Denève is een dirigent met adelbrieven. Hij leidde prestigieuze orkesten als het Koninklijk Concertgebouworkest in Amsterdam, het London Symphony Orchestra, The Philadelphia Orchestra en het Boston Symphony Orchestra, en werkte in operahuizen als La Scala in Milaan, het Royal Opera House Covent Garden in Londen, de Opéra National de Paris en De Munt. Zijn parcours als chef-dirigent van het Royal Scottish National Orchestra van 2005 tot 2012 werd internationaal opgemerkt. Denève combineert zijn functie als muzikaal directeur van Brussels Philharmonic voorlopig met dezelfde opdracht bij het Radio-Sinfonieorchester Stuttgart.

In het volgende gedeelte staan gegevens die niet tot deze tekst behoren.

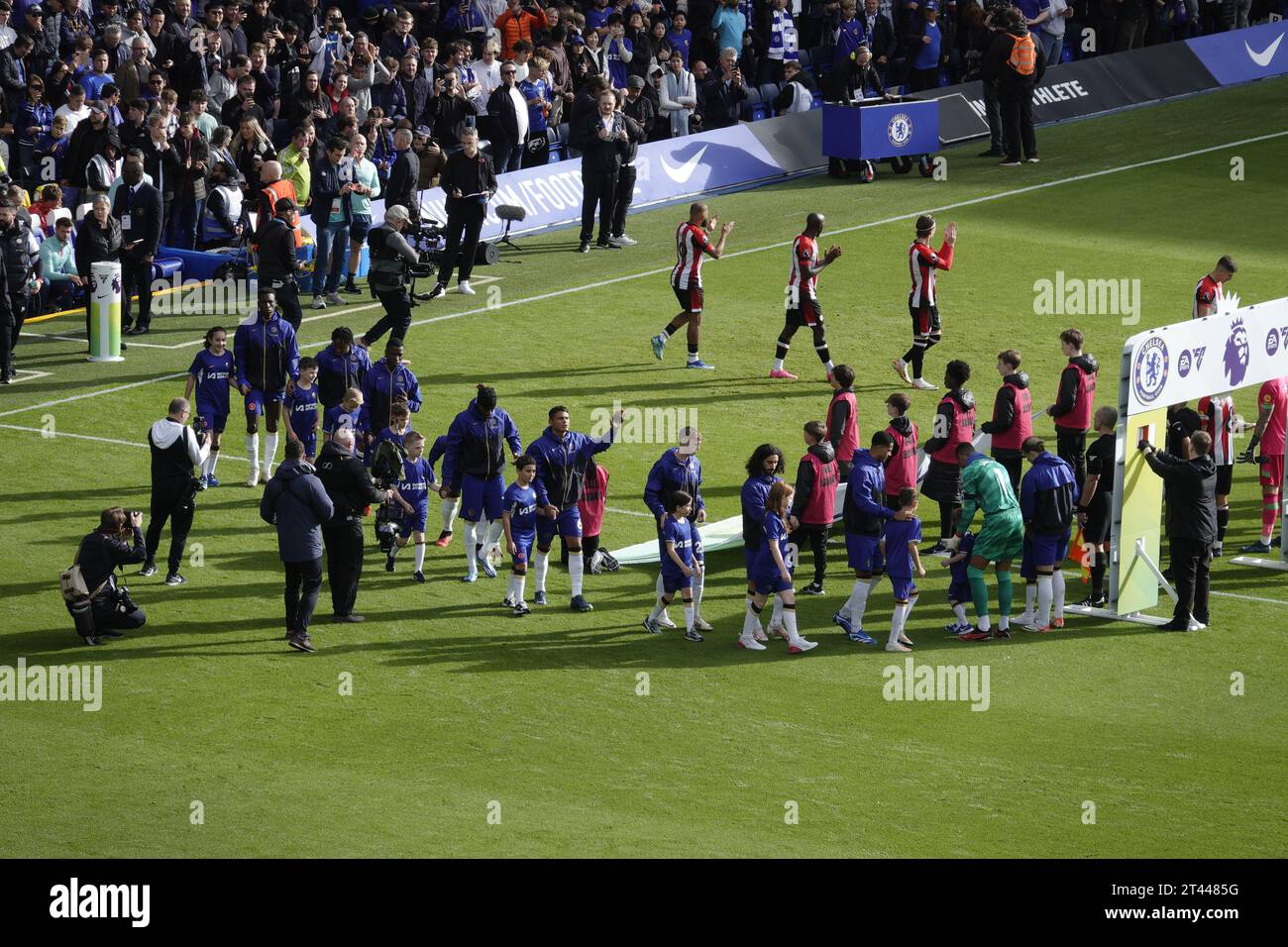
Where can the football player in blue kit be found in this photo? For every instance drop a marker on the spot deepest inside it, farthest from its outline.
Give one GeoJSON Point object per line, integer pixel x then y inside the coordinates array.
{"type": "Point", "coordinates": [519, 521]}
{"type": "Point", "coordinates": [562, 458]}
{"type": "Point", "coordinates": [903, 562]}
{"type": "Point", "coordinates": [301, 408]}
{"type": "Point", "coordinates": [675, 549]}
{"type": "Point", "coordinates": [411, 492]}
{"type": "Point", "coordinates": [210, 376]}
{"type": "Point", "coordinates": [268, 361]}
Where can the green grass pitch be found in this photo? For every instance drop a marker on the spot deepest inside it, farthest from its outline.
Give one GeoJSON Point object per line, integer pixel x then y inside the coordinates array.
{"type": "Point", "coordinates": [460, 711]}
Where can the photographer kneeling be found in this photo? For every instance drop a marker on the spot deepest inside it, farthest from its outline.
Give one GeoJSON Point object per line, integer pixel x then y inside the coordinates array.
{"type": "Point", "coordinates": [389, 277]}
{"type": "Point", "coordinates": [99, 556]}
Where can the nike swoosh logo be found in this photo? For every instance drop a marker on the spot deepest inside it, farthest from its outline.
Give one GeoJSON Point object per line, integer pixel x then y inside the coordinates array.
{"type": "Point", "coordinates": [684, 171]}
{"type": "Point", "coordinates": [1266, 54]}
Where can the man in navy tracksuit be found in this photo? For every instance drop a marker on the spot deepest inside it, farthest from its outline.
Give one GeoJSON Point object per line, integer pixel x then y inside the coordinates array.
{"type": "Point", "coordinates": [268, 360]}
{"type": "Point", "coordinates": [1047, 500]}
{"type": "Point", "coordinates": [476, 455]}
{"type": "Point", "coordinates": [385, 382]}
{"type": "Point", "coordinates": [562, 457]}
{"type": "Point", "coordinates": [681, 470]}
{"type": "Point", "coordinates": [342, 367]}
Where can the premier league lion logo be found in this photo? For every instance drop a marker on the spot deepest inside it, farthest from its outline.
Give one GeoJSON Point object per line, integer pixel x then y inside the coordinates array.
{"type": "Point", "coordinates": [1236, 354]}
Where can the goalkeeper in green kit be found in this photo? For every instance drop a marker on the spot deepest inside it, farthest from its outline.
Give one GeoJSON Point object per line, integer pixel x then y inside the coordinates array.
{"type": "Point", "coordinates": [987, 487]}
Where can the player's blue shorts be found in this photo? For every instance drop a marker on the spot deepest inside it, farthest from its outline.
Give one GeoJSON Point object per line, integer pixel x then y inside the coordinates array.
{"type": "Point", "coordinates": [864, 553]}
{"type": "Point", "coordinates": [1047, 549]}
{"type": "Point", "coordinates": [903, 587]}
{"type": "Point", "coordinates": [674, 579]}
{"type": "Point", "coordinates": [523, 541]}
{"type": "Point", "coordinates": [210, 419]}
{"type": "Point", "coordinates": [482, 499]}
{"type": "Point", "coordinates": [413, 521]}
{"type": "Point", "coordinates": [567, 522]}
{"type": "Point", "coordinates": [257, 399]}
{"type": "Point", "coordinates": [1026, 566]}
{"type": "Point", "coordinates": [771, 582]}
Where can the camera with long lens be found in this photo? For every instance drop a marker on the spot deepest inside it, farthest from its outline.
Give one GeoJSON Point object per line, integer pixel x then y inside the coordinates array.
{"type": "Point", "coordinates": [428, 243]}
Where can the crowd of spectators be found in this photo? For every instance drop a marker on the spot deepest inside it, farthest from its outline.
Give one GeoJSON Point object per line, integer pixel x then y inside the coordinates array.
{"type": "Point", "coordinates": [222, 98]}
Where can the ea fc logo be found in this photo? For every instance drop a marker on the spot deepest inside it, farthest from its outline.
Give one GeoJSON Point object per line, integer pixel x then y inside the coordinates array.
{"type": "Point", "coordinates": [900, 131]}
{"type": "Point", "coordinates": [1149, 373]}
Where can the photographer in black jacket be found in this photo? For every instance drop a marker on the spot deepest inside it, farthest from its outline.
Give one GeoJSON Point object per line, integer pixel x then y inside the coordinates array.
{"type": "Point", "coordinates": [175, 450]}
{"type": "Point", "coordinates": [278, 263]}
{"type": "Point", "coordinates": [99, 556]}
{"type": "Point", "coordinates": [600, 161]}
{"type": "Point", "coordinates": [469, 183]}
{"type": "Point", "coordinates": [391, 257]}
{"type": "Point", "coordinates": [348, 484]}
{"type": "Point", "coordinates": [1190, 526]}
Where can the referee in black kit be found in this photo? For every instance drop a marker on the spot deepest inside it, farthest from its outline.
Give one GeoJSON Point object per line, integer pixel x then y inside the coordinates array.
{"type": "Point", "coordinates": [351, 489]}
{"type": "Point", "coordinates": [469, 182]}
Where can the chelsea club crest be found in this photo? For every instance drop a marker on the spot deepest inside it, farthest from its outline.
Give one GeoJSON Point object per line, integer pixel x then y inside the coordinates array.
{"type": "Point", "coordinates": [900, 131]}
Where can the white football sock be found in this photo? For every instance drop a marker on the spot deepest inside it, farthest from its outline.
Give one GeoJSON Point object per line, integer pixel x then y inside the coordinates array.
{"type": "Point", "coordinates": [858, 602]}
{"type": "Point", "coordinates": [472, 565]}
{"type": "Point", "coordinates": [1043, 615]}
{"type": "Point", "coordinates": [492, 536]}
{"type": "Point", "coordinates": [576, 571]}
{"type": "Point", "coordinates": [790, 625]}
{"type": "Point", "coordinates": [450, 508]}
{"type": "Point", "coordinates": [897, 618]}
{"type": "Point", "coordinates": [269, 451]}
{"type": "Point", "coordinates": [540, 564]}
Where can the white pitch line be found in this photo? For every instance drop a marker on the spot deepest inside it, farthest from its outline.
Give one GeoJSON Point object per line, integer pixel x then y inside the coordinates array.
{"type": "Point", "coordinates": [93, 394]}
{"type": "Point", "coordinates": [554, 294]}
{"type": "Point", "coordinates": [1248, 598]}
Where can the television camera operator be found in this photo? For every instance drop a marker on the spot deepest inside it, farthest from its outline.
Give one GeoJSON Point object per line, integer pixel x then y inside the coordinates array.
{"type": "Point", "coordinates": [99, 556]}
{"type": "Point", "coordinates": [469, 182]}
{"type": "Point", "coordinates": [278, 262]}
{"type": "Point", "coordinates": [394, 264]}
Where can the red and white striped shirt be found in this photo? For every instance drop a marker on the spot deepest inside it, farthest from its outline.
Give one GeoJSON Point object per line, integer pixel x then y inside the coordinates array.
{"type": "Point", "coordinates": [1207, 291]}
{"type": "Point", "coordinates": [1216, 416]}
{"type": "Point", "coordinates": [922, 263]}
{"type": "Point", "coordinates": [691, 244]}
{"type": "Point", "coordinates": [802, 279]}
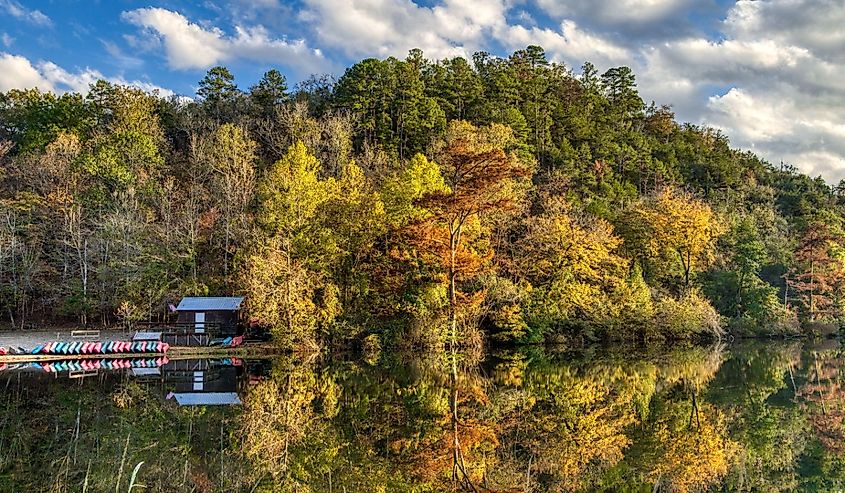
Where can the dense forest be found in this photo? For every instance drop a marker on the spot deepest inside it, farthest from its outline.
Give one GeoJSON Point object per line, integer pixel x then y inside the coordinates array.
{"type": "Point", "coordinates": [764, 417]}
{"type": "Point", "coordinates": [411, 203]}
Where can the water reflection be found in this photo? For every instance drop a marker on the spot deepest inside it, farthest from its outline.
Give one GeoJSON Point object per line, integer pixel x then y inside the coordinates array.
{"type": "Point", "coordinates": [751, 417]}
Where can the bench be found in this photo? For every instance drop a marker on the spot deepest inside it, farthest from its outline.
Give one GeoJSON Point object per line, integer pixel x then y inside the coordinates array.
{"type": "Point", "coordinates": [85, 333]}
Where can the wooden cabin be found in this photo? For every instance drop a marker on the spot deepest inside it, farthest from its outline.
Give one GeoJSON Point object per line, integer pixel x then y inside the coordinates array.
{"type": "Point", "coordinates": [216, 315]}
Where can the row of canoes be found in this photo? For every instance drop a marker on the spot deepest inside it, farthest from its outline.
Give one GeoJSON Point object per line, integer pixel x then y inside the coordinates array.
{"type": "Point", "coordinates": [107, 347]}
{"type": "Point", "coordinates": [102, 364]}
{"type": "Point", "coordinates": [89, 364]}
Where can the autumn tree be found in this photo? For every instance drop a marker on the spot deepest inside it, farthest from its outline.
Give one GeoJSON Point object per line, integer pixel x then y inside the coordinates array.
{"type": "Point", "coordinates": [231, 155]}
{"type": "Point", "coordinates": [285, 274]}
{"type": "Point", "coordinates": [818, 277]}
{"type": "Point", "coordinates": [478, 172]}
{"type": "Point", "coordinates": [672, 224]}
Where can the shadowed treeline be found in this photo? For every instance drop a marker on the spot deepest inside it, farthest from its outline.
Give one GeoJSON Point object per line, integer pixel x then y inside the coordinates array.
{"type": "Point", "coordinates": [758, 416]}
{"type": "Point", "coordinates": [410, 203]}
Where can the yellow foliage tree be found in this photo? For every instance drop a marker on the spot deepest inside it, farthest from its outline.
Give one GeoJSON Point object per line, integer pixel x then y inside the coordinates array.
{"type": "Point", "coordinates": [673, 224]}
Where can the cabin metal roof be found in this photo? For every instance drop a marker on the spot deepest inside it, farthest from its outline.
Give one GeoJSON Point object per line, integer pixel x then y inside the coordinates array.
{"type": "Point", "coordinates": [193, 304]}
{"type": "Point", "coordinates": [207, 398]}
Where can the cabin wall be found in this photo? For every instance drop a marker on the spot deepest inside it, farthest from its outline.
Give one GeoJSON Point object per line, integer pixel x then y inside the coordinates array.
{"type": "Point", "coordinates": [227, 320]}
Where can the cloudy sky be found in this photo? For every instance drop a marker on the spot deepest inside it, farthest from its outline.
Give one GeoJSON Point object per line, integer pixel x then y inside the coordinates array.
{"type": "Point", "coordinates": [768, 72]}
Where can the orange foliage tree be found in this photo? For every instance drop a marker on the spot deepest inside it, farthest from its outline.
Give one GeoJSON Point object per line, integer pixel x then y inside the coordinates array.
{"type": "Point", "coordinates": [479, 173]}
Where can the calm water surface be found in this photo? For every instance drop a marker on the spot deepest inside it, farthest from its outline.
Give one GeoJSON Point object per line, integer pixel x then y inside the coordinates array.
{"type": "Point", "coordinates": [747, 417]}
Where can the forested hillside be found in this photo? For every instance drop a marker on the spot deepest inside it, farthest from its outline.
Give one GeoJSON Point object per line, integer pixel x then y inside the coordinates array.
{"type": "Point", "coordinates": [516, 198]}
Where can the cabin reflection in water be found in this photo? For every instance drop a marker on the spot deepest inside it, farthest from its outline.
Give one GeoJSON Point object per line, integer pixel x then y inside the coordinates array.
{"type": "Point", "coordinates": [187, 382]}
{"type": "Point", "coordinates": [203, 382]}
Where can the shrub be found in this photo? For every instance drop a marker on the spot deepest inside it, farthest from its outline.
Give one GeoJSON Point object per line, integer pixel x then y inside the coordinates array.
{"type": "Point", "coordinates": [688, 316]}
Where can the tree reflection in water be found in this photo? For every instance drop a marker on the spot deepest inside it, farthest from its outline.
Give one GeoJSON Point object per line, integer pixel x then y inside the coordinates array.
{"type": "Point", "coordinates": [752, 417]}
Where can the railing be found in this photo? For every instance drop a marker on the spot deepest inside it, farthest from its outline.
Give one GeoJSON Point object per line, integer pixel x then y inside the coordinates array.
{"type": "Point", "coordinates": [186, 328]}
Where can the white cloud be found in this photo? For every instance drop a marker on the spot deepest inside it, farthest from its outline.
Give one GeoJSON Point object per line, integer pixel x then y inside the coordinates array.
{"type": "Point", "coordinates": [17, 72]}
{"type": "Point", "coordinates": [776, 75]}
{"type": "Point", "coordinates": [571, 44]}
{"type": "Point", "coordinates": [392, 27]}
{"type": "Point", "coordinates": [188, 45]}
{"type": "Point", "coordinates": [18, 11]}
{"type": "Point", "coordinates": [616, 11]}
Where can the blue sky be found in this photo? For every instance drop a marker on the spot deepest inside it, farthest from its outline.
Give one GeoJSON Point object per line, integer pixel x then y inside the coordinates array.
{"type": "Point", "coordinates": [766, 72]}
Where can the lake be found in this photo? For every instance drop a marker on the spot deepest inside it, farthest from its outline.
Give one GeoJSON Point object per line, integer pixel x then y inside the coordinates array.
{"type": "Point", "coordinates": [752, 416]}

“Ik wil in Brussel drie zaken realiseren”, zegt hij. “Om te beginnen wil ik van Brussels Philharmonic een beter orkest maken. De muzikale kwaliteit is het belangrijkste, je moet altijd blijven vooruitgaan. Ik wil hier ook een groter publiek opbouwen. En ik wil ertoe bijdragen dat het symfonisch orkest met twee benen in de eenentwintigste eeuw staat, net zoals de andere kunstvormen. Na de Tweede Wereldoorlog lieten orkesten hedendaagse muziek links liggen. Dat was niet normaal. Wij gaan niet alleen het traditionele repertoire spelen, we zetten ook nieuwe stukken op het programma. Dat is ons grote project.”
Het publiek heeft misschien een vooroordeel tegen hedendaagse muziek, maar het feit blijft dat ze niet populair is. Gaat u de mensen niet afschrikken?
STÉPHANEDENÈVE. “Veel mensen gaan liever kijken naar een tentoonstelling van een hedendaagse kunstenaar dan naar een tentoonstelling van oude kunst. Waarom zou dat in de klassieke muziek ook niet kunnen? Van sommige nieuwe werken – maar ze zijn zeldzaam – denk ik dat ze het publiek echt kunnen aanspreken en dat ze kunnen uitgroeien tot nieuwe repertoirestukken. Ik wil die muziek delen met de concertbezoekers en hen zeggen: vertrouw ons, luister hiernaar, en als u eerlijk bent, vond u het een goed werk?
“Zo bracht ik op mijn eerste concert met Brussels Philharmonic muziek van Christopher Rouse en Guillaume Connesson. De mensen stelden zich open, ze waren verrast, ze hadden zin om die werken opnieuw te beluisteren. Ik ben geen missionaris die dingen wil opdringen waar niemand van kan houden. Ik breng die stukken omdat ik ze goed vind, omdat ik ze graag dirigeer, net zoals ik graag muziek van Beethoven, Tsjaikovski of Debussy speel. Punt.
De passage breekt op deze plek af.